Yang, Chaofei
InterFormer: Towards Effective Heterogeneous Interaction Learning for Click-Through Rate Prediction
Zeng, Zhichen, Liu, Xiaolong, Hang, Mengyue, Liu, Xiaoyi, Zhou, Qinghai, Yang, Chaofei, Liu, Yiqun, Ruan, Yichen, Chen, Laming, Chen, Yuxin, Hao, Yujia, Xu, Jiaqi, Nie, Jade, Liu, Xi, Zhang, Buyun, Wen, Wei, Yuan, Siyang, Wang, Kai, Chen, Wen-Yen, Han, Yiping, Li, Huayu, Yang, Chunzhi, Long, Bo, Yu, Philip S., Tong, Hanghang, Yang, Jiyan
Click-through rate (CTR) prediction, which predicts the probability of a user clicking an ad, is a fundamental task in recommender systems. The emergence of heterogeneous information, such as user profile and behavior sequences, depicts user interests from different aspects. A mutually beneficial integration of heterogeneous information is the cornerstone towards the success of CTR prediction. However, most of the existing methods suffer from two fundamental limitations, including (1) insufficient inter-mode interaction due to the unidirectional information flow between modes, and (2) aggressive information aggregation caused by early summarization, resulting in excessive information loss. To address the above limitations, we propose a novel module named InterFormer to learn heterogeneous information interaction in an interleaving style. To achieve better interaction learning, InterFormer enables bidirectional information flow for mutually beneficial learning across different modes. To avoid aggressive information aggregation, we retain complete information in each data mode and use a separate bridging arch for effective information selection and summarization. Our proposed InterFormer achieves state-of-the-art performance on three public datasets and a large-scale industrial dataset.
A Collaborative Ensemble Framework for CTR Prediction
Liu, Xiaolong, Zeng, Zhichen, Liu, Xiaoyi, Yuan, Siyang, Song, Weinan, Hang, Mengyue, Liu, Yiqun, Yang, Chaofei, Kim, Donghyun, Chen, Wen-Yen, Yang, Jiyan, Han, Yiping, Jin, Rong, Long, Bo, Tong, Hanghang, Yu, Philip S.

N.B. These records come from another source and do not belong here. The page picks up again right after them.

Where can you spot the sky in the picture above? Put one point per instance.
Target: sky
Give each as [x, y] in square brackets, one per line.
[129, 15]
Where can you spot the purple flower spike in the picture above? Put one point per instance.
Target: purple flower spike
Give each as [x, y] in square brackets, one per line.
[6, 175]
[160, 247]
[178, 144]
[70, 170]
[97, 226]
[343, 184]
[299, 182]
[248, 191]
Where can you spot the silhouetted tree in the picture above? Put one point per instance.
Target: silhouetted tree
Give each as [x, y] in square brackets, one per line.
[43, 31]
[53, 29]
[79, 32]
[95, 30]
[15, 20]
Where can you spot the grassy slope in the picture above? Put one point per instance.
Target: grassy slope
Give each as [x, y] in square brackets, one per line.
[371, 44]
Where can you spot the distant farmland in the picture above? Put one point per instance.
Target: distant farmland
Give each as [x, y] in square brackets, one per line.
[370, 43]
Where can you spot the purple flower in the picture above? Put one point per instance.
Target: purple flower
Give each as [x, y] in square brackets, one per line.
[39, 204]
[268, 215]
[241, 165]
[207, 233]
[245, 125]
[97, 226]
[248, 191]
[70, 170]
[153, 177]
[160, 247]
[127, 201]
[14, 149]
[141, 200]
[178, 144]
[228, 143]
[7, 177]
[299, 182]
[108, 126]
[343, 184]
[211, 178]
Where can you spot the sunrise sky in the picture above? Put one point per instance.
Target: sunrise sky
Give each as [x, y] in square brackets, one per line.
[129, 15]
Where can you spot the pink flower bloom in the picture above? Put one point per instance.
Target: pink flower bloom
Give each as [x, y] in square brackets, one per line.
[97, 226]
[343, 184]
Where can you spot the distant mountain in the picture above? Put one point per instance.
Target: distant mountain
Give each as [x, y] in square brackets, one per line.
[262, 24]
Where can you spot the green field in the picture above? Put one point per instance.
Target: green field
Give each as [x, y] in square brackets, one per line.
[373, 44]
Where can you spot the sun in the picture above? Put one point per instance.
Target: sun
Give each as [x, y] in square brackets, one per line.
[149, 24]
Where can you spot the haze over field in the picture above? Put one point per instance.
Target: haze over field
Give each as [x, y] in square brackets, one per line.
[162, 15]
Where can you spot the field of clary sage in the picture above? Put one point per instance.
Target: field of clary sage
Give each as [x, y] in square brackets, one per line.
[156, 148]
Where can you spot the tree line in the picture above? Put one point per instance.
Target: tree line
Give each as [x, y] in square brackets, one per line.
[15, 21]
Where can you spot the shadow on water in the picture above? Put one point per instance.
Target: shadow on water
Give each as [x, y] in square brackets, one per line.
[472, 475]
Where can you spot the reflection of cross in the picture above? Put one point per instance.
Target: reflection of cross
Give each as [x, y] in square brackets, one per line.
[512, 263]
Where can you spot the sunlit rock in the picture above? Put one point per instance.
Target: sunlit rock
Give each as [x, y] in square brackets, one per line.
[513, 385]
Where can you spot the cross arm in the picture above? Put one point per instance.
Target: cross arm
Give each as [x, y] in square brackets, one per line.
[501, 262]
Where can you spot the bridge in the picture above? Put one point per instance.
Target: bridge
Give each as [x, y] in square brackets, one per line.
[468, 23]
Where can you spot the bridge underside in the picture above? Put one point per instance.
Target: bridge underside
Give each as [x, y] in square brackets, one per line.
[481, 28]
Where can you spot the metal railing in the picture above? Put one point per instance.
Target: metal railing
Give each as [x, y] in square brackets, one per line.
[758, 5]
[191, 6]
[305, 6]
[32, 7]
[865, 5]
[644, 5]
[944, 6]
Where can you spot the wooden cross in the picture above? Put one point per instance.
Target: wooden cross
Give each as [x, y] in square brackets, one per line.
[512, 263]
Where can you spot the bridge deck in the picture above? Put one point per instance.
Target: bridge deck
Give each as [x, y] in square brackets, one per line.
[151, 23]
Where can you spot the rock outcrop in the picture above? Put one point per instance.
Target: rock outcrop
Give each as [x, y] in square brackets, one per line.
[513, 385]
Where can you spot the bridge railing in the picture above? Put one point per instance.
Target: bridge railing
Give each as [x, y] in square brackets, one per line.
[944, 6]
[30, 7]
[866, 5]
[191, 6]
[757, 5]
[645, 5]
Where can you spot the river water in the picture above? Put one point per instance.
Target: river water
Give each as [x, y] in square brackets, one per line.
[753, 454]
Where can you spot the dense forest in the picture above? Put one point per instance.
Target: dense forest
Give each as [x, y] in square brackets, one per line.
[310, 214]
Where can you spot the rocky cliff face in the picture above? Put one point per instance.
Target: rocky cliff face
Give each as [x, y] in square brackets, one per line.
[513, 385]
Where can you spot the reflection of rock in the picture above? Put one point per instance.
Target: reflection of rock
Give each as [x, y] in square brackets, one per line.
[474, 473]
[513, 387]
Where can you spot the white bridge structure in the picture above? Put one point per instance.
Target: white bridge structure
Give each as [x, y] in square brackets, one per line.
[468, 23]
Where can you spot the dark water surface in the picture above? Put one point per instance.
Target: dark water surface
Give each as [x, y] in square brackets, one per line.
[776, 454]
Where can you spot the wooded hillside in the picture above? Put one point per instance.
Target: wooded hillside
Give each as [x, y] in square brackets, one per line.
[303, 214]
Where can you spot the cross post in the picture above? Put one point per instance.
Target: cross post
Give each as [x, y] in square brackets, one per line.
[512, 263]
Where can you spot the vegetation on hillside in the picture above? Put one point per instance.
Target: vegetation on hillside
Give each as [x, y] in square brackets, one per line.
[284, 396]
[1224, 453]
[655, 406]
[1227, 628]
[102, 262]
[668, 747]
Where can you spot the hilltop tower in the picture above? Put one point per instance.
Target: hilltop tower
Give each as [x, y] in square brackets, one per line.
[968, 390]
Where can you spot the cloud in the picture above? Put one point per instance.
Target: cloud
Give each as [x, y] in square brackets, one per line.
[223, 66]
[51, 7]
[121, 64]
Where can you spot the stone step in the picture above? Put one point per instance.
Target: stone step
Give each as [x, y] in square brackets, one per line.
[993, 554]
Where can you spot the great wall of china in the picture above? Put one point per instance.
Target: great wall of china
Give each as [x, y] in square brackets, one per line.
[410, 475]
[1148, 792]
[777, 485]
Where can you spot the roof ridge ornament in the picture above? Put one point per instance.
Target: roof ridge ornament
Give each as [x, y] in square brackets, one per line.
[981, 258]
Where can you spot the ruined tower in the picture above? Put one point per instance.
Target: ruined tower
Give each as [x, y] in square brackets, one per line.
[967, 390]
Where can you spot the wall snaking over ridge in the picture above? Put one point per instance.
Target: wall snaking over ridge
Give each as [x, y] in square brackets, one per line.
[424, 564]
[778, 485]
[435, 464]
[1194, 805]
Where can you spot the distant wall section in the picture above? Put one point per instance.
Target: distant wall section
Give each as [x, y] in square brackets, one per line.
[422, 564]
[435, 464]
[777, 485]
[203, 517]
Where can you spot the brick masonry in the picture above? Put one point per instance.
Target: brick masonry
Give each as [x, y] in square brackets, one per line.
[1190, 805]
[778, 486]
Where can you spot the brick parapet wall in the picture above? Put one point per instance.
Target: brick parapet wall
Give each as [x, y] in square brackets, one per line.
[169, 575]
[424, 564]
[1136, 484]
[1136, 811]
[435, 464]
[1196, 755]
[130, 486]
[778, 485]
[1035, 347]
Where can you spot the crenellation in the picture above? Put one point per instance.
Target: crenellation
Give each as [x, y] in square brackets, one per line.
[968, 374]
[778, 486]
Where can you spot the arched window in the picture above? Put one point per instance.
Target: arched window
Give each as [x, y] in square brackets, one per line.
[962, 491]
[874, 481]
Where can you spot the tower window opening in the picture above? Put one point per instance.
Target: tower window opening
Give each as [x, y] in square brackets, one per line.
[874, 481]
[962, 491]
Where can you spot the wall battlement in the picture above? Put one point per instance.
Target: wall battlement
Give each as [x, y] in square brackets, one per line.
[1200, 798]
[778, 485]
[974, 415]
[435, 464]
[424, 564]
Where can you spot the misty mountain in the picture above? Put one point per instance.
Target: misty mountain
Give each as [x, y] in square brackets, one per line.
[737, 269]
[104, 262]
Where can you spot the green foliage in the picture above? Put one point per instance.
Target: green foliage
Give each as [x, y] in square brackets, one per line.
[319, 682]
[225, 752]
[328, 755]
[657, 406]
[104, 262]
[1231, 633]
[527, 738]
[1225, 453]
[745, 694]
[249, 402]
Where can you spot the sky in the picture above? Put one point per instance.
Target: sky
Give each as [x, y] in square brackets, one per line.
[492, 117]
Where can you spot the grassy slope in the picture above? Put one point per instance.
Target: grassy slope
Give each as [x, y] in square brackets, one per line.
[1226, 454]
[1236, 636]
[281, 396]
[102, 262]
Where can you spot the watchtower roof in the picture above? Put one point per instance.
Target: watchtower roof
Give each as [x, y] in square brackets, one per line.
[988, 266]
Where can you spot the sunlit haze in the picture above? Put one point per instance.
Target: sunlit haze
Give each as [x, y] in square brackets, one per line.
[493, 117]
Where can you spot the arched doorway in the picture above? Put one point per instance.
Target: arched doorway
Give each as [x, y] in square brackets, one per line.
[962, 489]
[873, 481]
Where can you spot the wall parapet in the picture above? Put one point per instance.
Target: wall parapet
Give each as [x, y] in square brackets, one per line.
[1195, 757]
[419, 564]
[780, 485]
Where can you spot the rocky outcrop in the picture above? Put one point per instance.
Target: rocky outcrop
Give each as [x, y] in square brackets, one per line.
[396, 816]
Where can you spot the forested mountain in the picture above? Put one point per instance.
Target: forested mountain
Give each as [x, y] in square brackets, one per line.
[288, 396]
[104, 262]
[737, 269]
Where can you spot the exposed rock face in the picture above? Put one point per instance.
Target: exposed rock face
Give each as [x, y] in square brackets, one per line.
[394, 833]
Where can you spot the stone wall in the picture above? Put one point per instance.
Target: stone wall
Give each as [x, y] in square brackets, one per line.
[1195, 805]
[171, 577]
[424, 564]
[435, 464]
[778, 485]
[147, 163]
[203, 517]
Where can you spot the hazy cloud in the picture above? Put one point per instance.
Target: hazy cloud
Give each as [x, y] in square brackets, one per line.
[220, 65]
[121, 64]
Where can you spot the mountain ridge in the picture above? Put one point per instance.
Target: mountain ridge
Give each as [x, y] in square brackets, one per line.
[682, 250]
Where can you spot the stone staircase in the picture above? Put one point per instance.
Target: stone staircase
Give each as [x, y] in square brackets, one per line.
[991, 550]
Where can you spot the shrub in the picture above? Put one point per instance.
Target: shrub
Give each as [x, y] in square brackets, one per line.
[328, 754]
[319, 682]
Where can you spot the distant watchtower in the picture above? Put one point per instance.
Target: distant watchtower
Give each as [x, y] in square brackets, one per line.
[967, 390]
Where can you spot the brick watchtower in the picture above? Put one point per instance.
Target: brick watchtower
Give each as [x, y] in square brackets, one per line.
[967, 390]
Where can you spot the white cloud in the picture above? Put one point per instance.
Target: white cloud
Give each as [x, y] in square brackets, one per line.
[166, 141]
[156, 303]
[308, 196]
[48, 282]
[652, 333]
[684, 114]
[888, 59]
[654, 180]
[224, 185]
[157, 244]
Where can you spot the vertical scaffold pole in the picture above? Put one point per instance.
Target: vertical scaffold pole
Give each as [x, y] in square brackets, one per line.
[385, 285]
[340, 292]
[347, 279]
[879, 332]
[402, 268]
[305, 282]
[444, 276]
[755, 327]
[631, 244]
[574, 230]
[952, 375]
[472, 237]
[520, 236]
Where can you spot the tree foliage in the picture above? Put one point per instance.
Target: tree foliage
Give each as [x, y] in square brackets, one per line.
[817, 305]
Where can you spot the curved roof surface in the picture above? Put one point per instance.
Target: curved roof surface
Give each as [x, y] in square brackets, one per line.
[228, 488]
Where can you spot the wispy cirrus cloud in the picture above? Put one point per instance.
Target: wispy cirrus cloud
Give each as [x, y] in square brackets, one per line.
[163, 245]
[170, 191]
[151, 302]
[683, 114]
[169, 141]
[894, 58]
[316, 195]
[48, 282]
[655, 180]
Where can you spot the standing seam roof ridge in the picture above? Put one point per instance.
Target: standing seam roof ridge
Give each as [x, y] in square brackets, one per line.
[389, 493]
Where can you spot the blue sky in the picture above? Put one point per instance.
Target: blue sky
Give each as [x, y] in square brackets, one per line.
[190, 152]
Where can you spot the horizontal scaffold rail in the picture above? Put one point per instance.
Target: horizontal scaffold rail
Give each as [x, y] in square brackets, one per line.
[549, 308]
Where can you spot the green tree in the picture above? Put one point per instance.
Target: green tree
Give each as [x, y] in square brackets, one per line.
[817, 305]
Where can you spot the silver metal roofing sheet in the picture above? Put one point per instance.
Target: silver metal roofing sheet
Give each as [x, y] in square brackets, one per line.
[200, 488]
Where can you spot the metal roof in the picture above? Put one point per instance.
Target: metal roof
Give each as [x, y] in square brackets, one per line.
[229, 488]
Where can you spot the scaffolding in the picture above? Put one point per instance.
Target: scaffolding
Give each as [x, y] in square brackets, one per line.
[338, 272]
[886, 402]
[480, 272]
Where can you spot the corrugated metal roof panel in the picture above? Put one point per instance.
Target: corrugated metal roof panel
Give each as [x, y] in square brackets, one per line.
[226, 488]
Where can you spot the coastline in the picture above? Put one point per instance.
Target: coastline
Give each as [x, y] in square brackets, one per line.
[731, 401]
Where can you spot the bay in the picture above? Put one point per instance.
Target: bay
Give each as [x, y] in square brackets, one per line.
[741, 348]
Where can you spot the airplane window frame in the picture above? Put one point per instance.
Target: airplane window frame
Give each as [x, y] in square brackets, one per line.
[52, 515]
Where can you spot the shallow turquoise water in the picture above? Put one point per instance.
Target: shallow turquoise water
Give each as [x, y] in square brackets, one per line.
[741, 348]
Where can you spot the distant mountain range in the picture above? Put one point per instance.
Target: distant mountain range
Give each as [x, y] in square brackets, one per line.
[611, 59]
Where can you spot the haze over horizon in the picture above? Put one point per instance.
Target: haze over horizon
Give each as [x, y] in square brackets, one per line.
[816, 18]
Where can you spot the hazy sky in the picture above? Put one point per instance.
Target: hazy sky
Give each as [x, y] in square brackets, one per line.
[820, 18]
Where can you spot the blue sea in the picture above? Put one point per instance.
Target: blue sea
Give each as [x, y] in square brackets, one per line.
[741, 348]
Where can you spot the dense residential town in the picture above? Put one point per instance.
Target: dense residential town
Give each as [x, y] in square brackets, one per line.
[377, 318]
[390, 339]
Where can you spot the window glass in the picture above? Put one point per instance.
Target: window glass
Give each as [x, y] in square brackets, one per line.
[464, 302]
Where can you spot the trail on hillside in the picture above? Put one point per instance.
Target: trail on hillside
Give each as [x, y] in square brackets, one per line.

Recent advances in foundation models have established scaling laws that enable the development of larger models to achieve enhanced performance, motivating extensive research into large-scale recommendation models. However, simply increasing the model size in recommendation systems, even with large amounts of data, does not always result in the expected performance improvements. In this paper, we propose a novel framework, Collaborative Ensemble Training Network (CETNet), to leverage multiple distinct models, each with its own embedding table, to capture unique feature interaction patterns. Unlike naive model scaling, our approach emphasizes diversity and collaboration through collaborative learning, where models iteratively refine their predictions. To dynamically balance contributions from each model, we introduce a confidence-based fusion mechanism using general softmax, where model confidence is computed via negation entropy. This design ensures that more confident models have a greater influence on the final prediction while benefiting from the complementary strengths of other models. We validate our framework on three public datasets (AmazonElectronics, TaobaoAds, and KuaiVideo) as well as a large-scale industrial dataset from Meta, demonstrating its superior performance over individual models and state-of-the-art baselines. Additionally, we conduct further experiments on the Criteo and Avazu datasets to compare our method with the multi-embedding paradigm. Our results show that our framework achieves comparable or better performance with smaller embedding sizes, offering a scalable and efficient solution for CTR prediction tasks.
Generative Poisoning Attack Method Against Neural Networks
Yang, Chaofei, Wu, Qing, Li, Hai, Chen, Yiran
Poisoning attack is identified as a severe security threat to machine learning algorithms. In many applications, for example, deep neural network (DNN) models collect public data as the inputs to perform re-training, where the input data can be poisoned. Although poisoning attack against support vector machines (SVM) has been extensively studied before, there is still very limited knowledge about how such attack can be implemented on neural networks (NN), especially DNNs. In this work, we first examine the possibility of applying traditional gradient-based method (named as the direct gradient method) to generate poisoned data against NNs by leveraging the gradient of the target model w.r.t. the normal data. We then propose a generative method to accelerate the generation rate of the poisoned data: an auto-encoder (generator) used to generate poisoned data is updated by a reward function of the loss, and the target NN model (discriminator) receives the poisoned data to calculate the loss w.r.t. the normal data. Our experiment results show that the generative method can speed up the poisoned data generation rate by up to 239.38x compared with the direct gradient method, with slightly lower model accuracy degradation. A countermeasure is also designed to detect such poisoning attack methods by checking the loss of the target model.